Scène III
Je la vois cette belle ; à ce coup je la vois.
Cruelle, impitoyable, où fuyez-vous de moi ?
La mauvaise qu'elle est, je l'avais aperçue,
Mais l'ingrate aussitôt s'est soustraite à ma vue,
Elle a privé mes yeux d'un si divin plaisir. [1325]
Pour augmenter en moi la fureur du désir.
Amidor, je l'ai vue.
As-tu vu cette belle ?
J'ai vu comme un éclair cette beauté cruelle.
Mais ne l'as-tu point vue ? À quoi donc rêvais-tu ?
Je rêvais au malheur des hommes de vertu. [1330]
Qu'en ce siècle ignorant les Auteurs d'importance
Languissent sans estime, et sans reconnaissance.
C'est ainsi que parfois en des lieux écartés
S'offrent aux yeux humains les célestes beautés :
On les voit sans les voir ? Ces belles immortelles [1335]

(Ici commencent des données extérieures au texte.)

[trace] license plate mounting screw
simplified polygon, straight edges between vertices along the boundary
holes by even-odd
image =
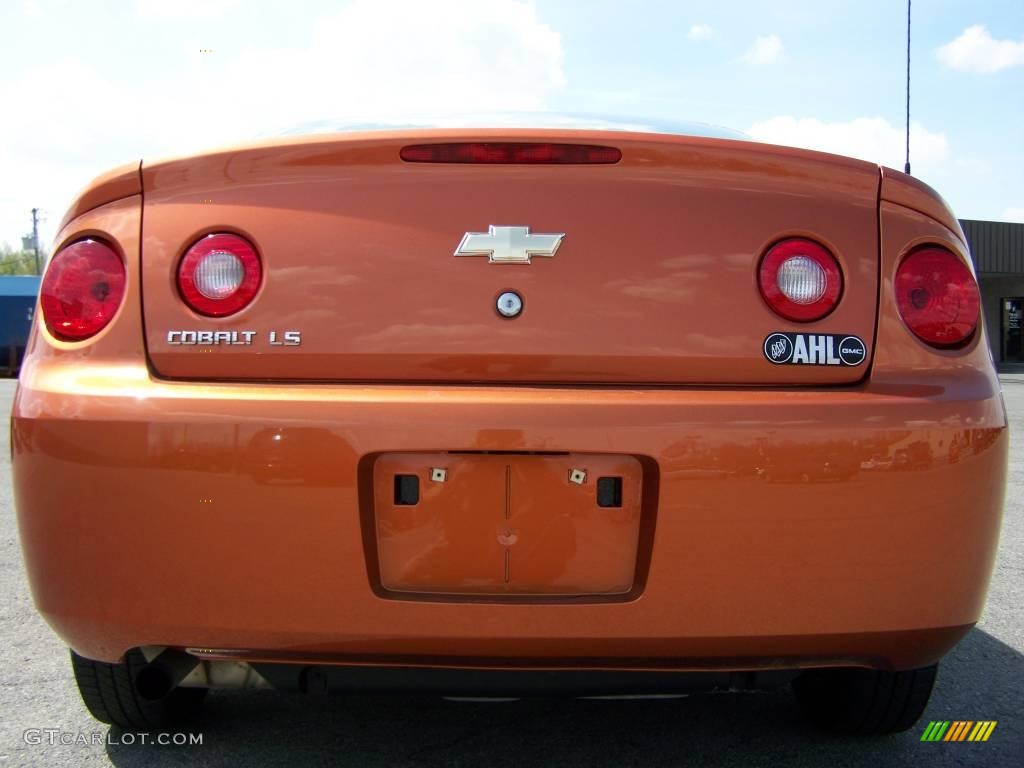
[[[573,469],[569,471],[569,482],[576,483],[576,485],[583,485],[587,481],[586,470]]]
[[[430,479],[435,483],[443,483],[448,479],[448,470],[441,467],[433,467],[430,470]]]

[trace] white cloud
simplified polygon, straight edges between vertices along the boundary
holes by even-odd
[[[1019,221],[1024,224],[1024,208],[1007,208],[1002,218],[1003,221]]]
[[[48,156],[79,156],[95,138],[123,130],[124,117],[97,104],[124,103],[121,89],[74,56],[54,57],[8,83],[0,82],[0,103],[32,104],[32,121],[0,123],[0,147],[46,148]],[[61,98],[52,98],[53,94]],[[39,98],[47,94],[50,98]]]
[[[182,45],[145,82],[70,57],[0,80],[0,103],[33,104],[32,121],[0,121],[0,240],[23,234],[21,209],[33,205],[48,212],[51,238],[92,176],[140,157],[316,121],[542,110],[566,82],[558,33],[516,0],[355,0],[312,20],[302,46],[206,56]]]
[[[139,137],[128,135],[124,113],[96,107],[130,103],[128,96],[71,56],[0,82],[0,103],[32,104],[34,118],[0,123],[0,240],[29,231],[29,209],[39,207],[46,219],[41,240],[48,244],[74,194],[100,172],[133,159],[131,144],[137,151]]]
[[[211,21],[238,4],[239,0],[136,0],[135,13],[161,21]]]
[[[147,91],[159,119],[140,130],[160,151],[316,121],[539,110],[565,85],[558,33],[518,0],[355,0],[314,20],[301,47],[198,49],[186,41],[184,71]]]
[[[691,40],[707,40],[712,33],[713,30],[707,24],[694,24],[686,36]]]
[[[771,64],[782,56],[782,52],[782,38],[778,35],[764,35],[754,40],[741,61],[748,64]]]
[[[248,114],[288,124],[536,110],[565,85],[562,64],[558,33],[532,4],[356,0],[319,20],[308,47],[243,51],[212,87],[229,87]]]
[[[41,19],[46,15],[38,0],[22,0],[21,12],[30,19]]]
[[[771,144],[817,149],[903,168],[906,137],[902,126],[883,117],[859,117],[827,123],[811,117],[773,117],[747,129],[755,139]],[[910,162],[917,175],[933,172],[949,157],[944,133],[929,131],[919,123],[910,124]]]
[[[1024,40],[996,40],[984,24],[975,24],[935,55],[950,69],[989,74],[1024,65]]]

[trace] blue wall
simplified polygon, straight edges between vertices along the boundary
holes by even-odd
[[[25,346],[37,295],[38,276],[0,275],[0,354],[6,347]]]

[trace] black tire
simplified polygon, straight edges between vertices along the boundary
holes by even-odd
[[[812,669],[793,681],[793,693],[804,716],[819,728],[882,736],[907,730],[924,714],[938,668]]]
[[[144,699],[135,688],[135,675],[145,664],[145,657],[137,649],[126,653],[122,664],[93,661],[71,651],[78,692],[85,708],[101,723],[148,731],[195,719],[206,689],[175,688],[159,701]]]

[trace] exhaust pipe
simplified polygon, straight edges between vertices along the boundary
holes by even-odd
[[[160,701],[199,664],[184,651],[168,648],[135,674],[135,690],[147,701]]]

Sont en même moment et douces et cruelles.
Siècle ingrat ! Autrefois Sophocle eut cet honneur
Qu'en l'Île de Samos on le mit Gouverneur
Pour une Tragédie, ainsi qu'on le raconte :
Je devrais être un Roi pour le moins à ce compte. [1340]
Dieux ! Qu'elle m'a laissé dans un ardent désir
De voir son beau visage avec plus de loisir.
Quel homme enfla jamais comme moi sa parole ?
Et qui jamais plus haut a porté l'hyperbole ?
Scène IV
Comme de sa beauté tu connais la grandeur, [1345]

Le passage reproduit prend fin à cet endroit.